My group enjoyed reading this interview and we all found ourselves wishing that this article had been able to include more specific details regarding many of the products and services that Steelcase is developing. We were particularly interested in learning more about Spark, the internal social media tool that Steelcase uses, as a few of my group members noted the ineffectiveness of internal social media platforms at corporations that they have previously interned. We discussed how it is often very difficult for such social networks to be successful when employees see no real benefit to adopting the platform. We noted that the majority of top management in corporations with internal social networks are unaware that such a platform exists in their companies. The interview helped us to recognize that these internal social media platforms are likely unsuccessful because they are incompatible to the culture of said corporations.
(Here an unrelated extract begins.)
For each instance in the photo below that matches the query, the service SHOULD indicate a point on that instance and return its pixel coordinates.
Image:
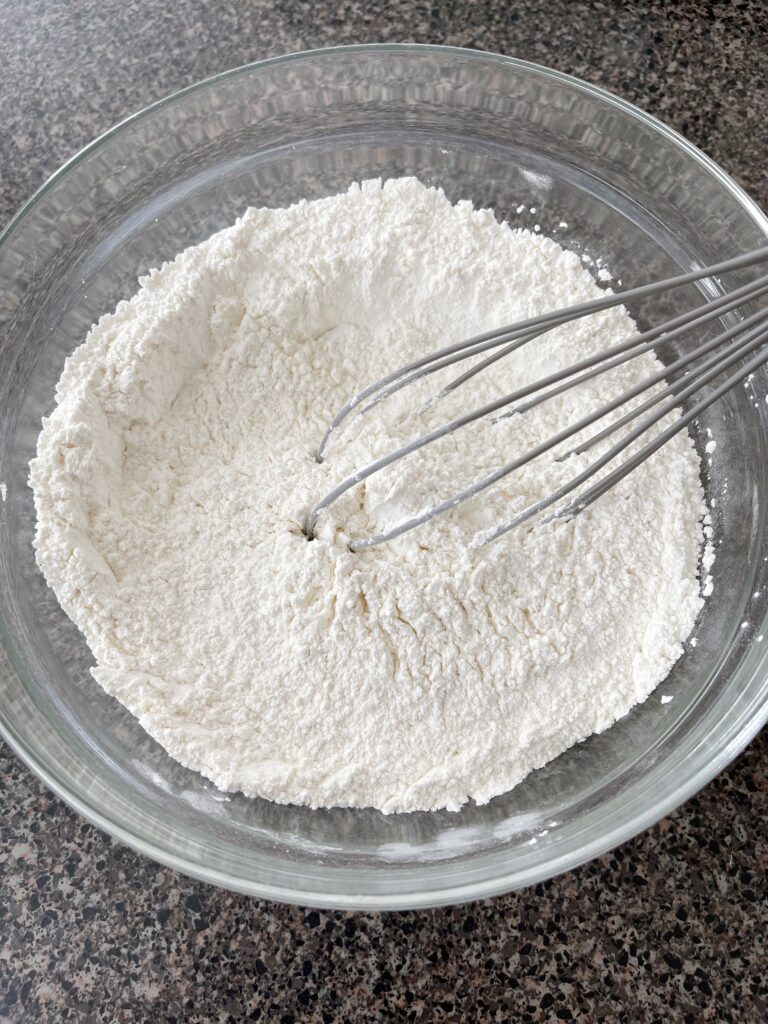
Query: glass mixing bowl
(601, 177)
We also briefly shared our opinions on video conferencing based upon our personal experiences with it. As a group we agreed with Armbruster’s comments about the “presence disparity,” or the idea that those physically attending a conference have a much more substantial presence than those who are video-conferenced in. We could all speak to having felt like an outsider when virtually separated from others. Additionally, one of my group members mentioned that she once attended an intern lunch where interns in other offices were video-conferenced in, and she commented on how awkward this experience was for all parties involved.
Personally, I really liked this article because it seems that Steelcase is making huge strides in the right direction in regards to increasing the efficiency of technology use in the workplace. More often than not, I feel as though the introduction of new technology has made corporations more inefficient. Although technology allows for easier access to one’s colleague’s, it makes it dangerously easy to avoid in-person interaction and discussion — thus, increasing time wasted attempting to communicate via other, less productive communication methods. I also firmly believe that many companies are quick to adopt the “latest and greatest” digital media tool without considering whether it is needed or will be helpful within their corporation. While I do hope to work for a company that is digitally up to speed, I have often worried about working for a company that is too digitally mature, or one that encourages the majority of collaboration and idea-sharing to occur over technology platforms. As a result, it is reassuring for me to hear about companies like Steelcase that are careful to make deliberate decisions regarding implementation of technology depending on the structure and culture of differing corporations.